No início da despedida tomou um tom de revolta com todos que lhe viraram as costas. Com o desenvolver foi reconhecendo que todos tinham razão e colocava a culpa unicamente em si. No desfecho faria um pedido de desculpas.

Faria aquilo para buscar mais um refúgio. O último deles. Em sua visão era o que restava já que não tinha mais nenhum tostão e nenhum bem para vender e se esconder em uma lata. Lata esta que fez com que todos o virassem as costas. Primeiro foi a família, já cansada de lhe internar e ele voltar sem mudar nada. Depois os amigos e por último a namorada. Ela que sempre esteve ao seu lado, desde o início do desemprego, quando só pensava em curtir com o dinheiro dos pais, até alguns meses em que ele simplesmente sumiu e levo 
tudo consigo: tênis, roupas, tv...Mas não sabia que com os bens materiais acabou fumando também o coração da garota. Tudo transformado em pedra.

Com o último vintém comprou a 38. Assim como a bala faria, passou rapidamente pela sua cabeça a ideia de roubar, mas não faria isso. Mesmo tendo feito mal àqueles que mais amava, achava que fazia mal apenas para si.
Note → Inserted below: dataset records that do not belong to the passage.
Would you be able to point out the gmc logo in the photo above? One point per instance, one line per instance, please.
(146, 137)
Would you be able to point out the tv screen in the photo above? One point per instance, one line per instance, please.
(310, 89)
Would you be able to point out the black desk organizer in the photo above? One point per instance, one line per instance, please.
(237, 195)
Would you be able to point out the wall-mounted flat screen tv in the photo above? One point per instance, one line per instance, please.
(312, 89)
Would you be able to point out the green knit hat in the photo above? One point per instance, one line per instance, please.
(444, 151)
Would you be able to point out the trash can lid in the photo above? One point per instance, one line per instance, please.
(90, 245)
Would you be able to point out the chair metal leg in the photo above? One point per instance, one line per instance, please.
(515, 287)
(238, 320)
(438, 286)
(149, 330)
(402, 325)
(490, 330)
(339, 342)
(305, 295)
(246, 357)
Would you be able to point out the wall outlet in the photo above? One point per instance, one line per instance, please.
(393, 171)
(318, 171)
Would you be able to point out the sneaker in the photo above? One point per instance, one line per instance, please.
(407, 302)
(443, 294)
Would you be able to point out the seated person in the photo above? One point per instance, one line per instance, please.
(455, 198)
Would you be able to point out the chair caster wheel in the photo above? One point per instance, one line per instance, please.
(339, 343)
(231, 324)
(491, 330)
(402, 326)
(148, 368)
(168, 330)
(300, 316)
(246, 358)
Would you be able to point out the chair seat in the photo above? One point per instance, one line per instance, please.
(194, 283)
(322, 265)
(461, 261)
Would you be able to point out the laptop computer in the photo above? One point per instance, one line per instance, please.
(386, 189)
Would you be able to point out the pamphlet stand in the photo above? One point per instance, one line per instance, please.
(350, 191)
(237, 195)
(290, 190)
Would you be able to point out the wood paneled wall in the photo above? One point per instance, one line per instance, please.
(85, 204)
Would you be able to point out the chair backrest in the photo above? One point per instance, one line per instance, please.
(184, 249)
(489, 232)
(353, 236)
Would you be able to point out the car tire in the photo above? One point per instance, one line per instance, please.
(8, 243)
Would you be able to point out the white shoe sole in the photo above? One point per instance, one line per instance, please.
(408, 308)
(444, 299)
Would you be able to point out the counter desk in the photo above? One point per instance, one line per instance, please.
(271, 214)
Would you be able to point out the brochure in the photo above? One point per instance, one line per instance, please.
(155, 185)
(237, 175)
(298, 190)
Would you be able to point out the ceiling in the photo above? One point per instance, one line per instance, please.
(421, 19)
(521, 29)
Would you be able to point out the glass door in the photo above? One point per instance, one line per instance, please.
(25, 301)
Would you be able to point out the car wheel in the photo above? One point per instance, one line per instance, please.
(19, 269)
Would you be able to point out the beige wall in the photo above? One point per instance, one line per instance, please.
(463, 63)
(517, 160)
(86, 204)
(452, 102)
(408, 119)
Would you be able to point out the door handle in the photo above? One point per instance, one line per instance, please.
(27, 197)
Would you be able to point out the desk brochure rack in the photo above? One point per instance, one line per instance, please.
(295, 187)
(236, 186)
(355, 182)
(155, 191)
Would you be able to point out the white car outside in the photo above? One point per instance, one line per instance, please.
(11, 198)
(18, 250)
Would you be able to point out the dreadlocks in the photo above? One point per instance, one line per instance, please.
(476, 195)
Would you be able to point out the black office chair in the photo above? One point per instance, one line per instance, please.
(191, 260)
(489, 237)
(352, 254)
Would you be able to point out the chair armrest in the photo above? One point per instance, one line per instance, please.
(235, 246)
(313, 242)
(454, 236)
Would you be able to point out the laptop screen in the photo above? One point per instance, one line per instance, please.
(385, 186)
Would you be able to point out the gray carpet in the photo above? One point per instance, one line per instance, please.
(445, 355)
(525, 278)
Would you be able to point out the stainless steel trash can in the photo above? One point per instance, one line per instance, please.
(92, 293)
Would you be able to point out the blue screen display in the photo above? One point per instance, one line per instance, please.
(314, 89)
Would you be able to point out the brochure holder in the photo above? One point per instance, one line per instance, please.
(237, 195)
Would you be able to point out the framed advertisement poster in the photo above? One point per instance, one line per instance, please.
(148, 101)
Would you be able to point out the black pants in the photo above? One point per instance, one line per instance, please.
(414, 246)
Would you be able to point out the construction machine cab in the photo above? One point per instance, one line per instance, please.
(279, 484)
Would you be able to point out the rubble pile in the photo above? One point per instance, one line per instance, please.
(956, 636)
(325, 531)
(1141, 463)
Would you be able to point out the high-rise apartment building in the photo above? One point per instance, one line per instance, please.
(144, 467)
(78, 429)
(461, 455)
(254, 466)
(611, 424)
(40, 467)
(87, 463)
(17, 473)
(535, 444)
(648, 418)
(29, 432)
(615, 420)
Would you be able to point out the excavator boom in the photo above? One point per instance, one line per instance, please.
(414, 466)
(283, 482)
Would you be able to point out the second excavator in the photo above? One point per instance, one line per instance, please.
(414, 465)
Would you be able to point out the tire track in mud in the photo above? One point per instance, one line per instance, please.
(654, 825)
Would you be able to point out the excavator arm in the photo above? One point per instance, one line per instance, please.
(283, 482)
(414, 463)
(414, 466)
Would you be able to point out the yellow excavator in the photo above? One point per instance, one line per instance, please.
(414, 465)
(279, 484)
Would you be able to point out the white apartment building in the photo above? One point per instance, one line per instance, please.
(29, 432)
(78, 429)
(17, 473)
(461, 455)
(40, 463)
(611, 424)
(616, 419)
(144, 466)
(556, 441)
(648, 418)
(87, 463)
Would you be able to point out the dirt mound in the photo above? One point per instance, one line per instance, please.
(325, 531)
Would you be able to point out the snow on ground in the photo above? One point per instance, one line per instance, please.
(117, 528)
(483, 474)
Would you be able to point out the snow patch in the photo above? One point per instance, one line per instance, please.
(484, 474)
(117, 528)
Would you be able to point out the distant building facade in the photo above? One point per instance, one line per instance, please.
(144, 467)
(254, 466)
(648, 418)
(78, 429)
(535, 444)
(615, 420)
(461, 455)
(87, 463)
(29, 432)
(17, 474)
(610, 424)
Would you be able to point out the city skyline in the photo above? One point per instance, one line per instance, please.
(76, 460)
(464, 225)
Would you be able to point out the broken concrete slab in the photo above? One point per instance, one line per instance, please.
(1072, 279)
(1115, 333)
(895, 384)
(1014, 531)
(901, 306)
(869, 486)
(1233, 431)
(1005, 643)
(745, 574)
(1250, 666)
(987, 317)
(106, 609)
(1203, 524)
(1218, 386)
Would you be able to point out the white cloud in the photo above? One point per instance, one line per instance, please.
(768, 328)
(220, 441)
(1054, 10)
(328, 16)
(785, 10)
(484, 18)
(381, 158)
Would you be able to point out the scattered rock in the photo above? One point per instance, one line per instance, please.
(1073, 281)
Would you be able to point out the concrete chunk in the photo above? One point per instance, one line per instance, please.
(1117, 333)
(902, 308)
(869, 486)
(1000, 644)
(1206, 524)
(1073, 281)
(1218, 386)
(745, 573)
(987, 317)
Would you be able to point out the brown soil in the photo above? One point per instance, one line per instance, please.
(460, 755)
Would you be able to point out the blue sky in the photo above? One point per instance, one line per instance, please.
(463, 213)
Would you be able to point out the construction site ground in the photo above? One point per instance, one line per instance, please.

Pronto. Ponto final na carta. Fumou o último Classic enquanto ouvia música no velho micro sistem que o traficante não havia aceito. Fechou os olhos. Engatilhou. Respirou e ao ouviu um trecho da música que tocava:

“É isso ai você não pode parar/ Esperar o tempo ruim vir te abraçar/ Acreditar que sonhar sempre é preciso/ É o que mantém os irmãos vivos”.

Respirou fundo mais uma vez e em algum lugar lá no fundo a música bateu. O seu sonho, voltar para a família e para a vida normal, o manteve vivo. Rasgou a carta. Desistiu de desistir.